Red states
The term red states describes those U.S. states that vote for the Republican Party in presidential elections, the only national elections held in the United States.
File:2000-election map.jpg
Map of results by state of U.S. presidential election, 2000.
The origin of the term is from television newscasts that reveal on presidential election night which party's candidate has carried which states in the U.S. Electoral College usually through a map of the country with the states projected to go to one party or another (Republican or Democratic) lit up in one primary color or another - specifically red or blue. Originally, the color assignments alternated every four years. In the hotly-contested election of 2000, it was the Republicans' turn for red and the Democrats' turn for blue; and because the resulting map for that year (shown at right) revealed that support for each party followed a sharply defined geographical pattern, it has since become customary to refer to the Republican-leaning states as red states and the Democratic strongholds as blue states.

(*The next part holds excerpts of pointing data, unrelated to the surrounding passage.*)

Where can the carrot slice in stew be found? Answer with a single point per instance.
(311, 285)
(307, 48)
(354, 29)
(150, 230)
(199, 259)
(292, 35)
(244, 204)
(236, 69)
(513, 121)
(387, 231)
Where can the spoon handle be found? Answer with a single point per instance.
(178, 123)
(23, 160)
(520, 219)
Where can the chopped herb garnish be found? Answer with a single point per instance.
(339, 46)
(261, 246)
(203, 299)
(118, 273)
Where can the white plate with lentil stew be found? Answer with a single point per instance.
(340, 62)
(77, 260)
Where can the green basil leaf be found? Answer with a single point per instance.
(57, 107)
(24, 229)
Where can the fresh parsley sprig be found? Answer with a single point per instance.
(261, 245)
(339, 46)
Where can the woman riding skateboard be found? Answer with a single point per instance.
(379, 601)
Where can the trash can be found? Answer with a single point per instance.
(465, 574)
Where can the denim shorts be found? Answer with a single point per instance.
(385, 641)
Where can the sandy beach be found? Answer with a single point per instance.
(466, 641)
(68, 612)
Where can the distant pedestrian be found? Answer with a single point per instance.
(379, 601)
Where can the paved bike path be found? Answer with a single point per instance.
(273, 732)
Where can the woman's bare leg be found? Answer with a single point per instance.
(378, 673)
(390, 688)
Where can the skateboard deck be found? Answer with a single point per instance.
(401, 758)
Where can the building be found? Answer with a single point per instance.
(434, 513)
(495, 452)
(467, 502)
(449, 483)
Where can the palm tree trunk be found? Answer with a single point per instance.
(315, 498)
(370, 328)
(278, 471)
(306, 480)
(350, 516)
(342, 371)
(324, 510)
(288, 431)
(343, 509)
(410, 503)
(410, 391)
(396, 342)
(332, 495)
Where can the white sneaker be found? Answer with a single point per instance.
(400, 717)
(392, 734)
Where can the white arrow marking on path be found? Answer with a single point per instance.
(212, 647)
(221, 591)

The red states tend to fall in The South, parts of the Great Plains and the "Lower Midwest" (the Midwest excluding the Upper Midwest, and rural Western regions of the country, with the Northeast and Pacific Coast being blue states.
Solid red states are Alaska, Idaho, Indiana, Kansas, Nebraska, Oklahoma, South Dakota, Utah, Virginia and Wyoming, which have not voted for a Democrat presidential candidate since 1964. Other strong red states include Alabama, Mississippi, North Carolina, North Dakota, South Carolina and Texas, which have not voted Democrat since 1976.
Using the morphology advocated by Joel Garreau in his 1981 book The Nine Nations of North America and modified in a later book by James Patterson and Peter Kim - The Day America Told the Truth - the "moral regions" (from Patterson and Kim's schematic) of the New South, Old Dixie and Marlboro Country are thought to be solidly in the "red" column, as is the southern portion of the Granary (the "blue" regions being New England, Metropolis, the Pac Rim and the northern half of the Granary, with the remaining two regions - the Rust Belt and L.A.-Mex - being seen as evenly divided in their political sympathies).
Red states have several demographic differences from blue states, thus the term now has cultural implications as well, implying a conservative region or a more conservative type of American. The most typical is that the majority of red states tend to be more rural with agriculture being one of the most important industries. Red states also tend to be poorer and have fewer college graduates, but send far more members to join the U.S. military. Red states tend to be more actively religious and more overwhelmingly Christian.
The distinction between the two is far from clear cut, however. Minorities in all states tend to vote Democratic. Many states are divided, such as Pennsylvania which is quite conservative in the interior, but liberal around the urban centers of Pittsburgh and Philadelphia.
It should be noted that not all media outlets follow this standard. According to Federal Review's web site, the trend has been towards the use of blue for the incumbent and red for the challenger.